Model-driven synthesis of formally precise, stylized software architectures

• Published in: Formal aspects of computing Vol. 28; no. 3; pp. 441 - 467
• Main Authors: Bagheri, Hamid, Sullivan, Kevin
• Format: Journal Article
• Language: English
• Published: London Springer London 01.05.2016; Association for Computing Machinery
• Subjects: Architecture; Architecture (computers); Computer programs; Computer Science; Decisions; Design engineering; Math Applications in Computer Science; Original Article; Productivity; Software; Synthesis; Theory of Computation; Architectural styles; Software architecture; Alloy language; SAT-based synthesis; MDD
• ISSN: 0934-5043; 1433-299X
• DOI: 10.1007/s00165-016-0360-8

Reliably producing software architectures in selected architectural styles requires significant expertise yet remains difficult and error-prone.

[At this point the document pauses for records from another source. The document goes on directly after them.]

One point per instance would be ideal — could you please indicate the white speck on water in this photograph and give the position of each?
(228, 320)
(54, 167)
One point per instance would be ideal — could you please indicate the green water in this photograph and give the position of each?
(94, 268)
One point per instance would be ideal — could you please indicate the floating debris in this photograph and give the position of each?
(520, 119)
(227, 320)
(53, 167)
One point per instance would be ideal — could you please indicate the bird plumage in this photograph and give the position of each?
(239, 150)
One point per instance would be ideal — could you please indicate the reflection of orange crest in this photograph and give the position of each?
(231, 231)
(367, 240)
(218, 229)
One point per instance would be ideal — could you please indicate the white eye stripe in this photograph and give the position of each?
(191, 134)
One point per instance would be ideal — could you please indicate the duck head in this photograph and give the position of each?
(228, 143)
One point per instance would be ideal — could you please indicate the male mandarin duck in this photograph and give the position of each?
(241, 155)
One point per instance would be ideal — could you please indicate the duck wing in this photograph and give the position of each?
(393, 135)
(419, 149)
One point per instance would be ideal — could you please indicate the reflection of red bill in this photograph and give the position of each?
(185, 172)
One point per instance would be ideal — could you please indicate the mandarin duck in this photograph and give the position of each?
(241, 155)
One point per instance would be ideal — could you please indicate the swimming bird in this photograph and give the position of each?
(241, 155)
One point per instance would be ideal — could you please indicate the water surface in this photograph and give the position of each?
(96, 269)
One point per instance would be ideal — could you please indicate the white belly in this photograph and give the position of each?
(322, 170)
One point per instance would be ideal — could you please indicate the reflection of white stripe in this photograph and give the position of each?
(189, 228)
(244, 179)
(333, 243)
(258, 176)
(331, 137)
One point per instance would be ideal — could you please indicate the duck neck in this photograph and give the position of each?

Our research goals are to better understand the nature of style-specific architectures, and relieve architects of the need to produce such architectures by hand. To achieve our goals, this paper introduces a formally precise approach to separate architectural style design decisions from application-specific decisions, and then uses these separate decisions as inputs to an automated synthesizer. This in effect supports a model-driven development (MDD) approach to architecture synthesis with style as a separate design variable. We claim that it is possible to formalize this separation of concerns, long implicit in software engineering research; to automatically synthesize style-specific architectures; and thereby to improve software design productivity and quality. To test these claims, we employed a combination of experimental systems and case study methods: we developed an MDD tool and used it to carry out case studies using Kitchenham’s methods. Our contributions include: a theoretical framework formalizing our separation of concerns and synthesis approach; an MDD framework, Monarch; and results of case studies that we interpret as supporting our claims. This work advances our understanding of software architectural style as a formal refinement; makes application descriptions an explicit subject of study; and suggests that synthesis of architectures can improve software productivity and quality.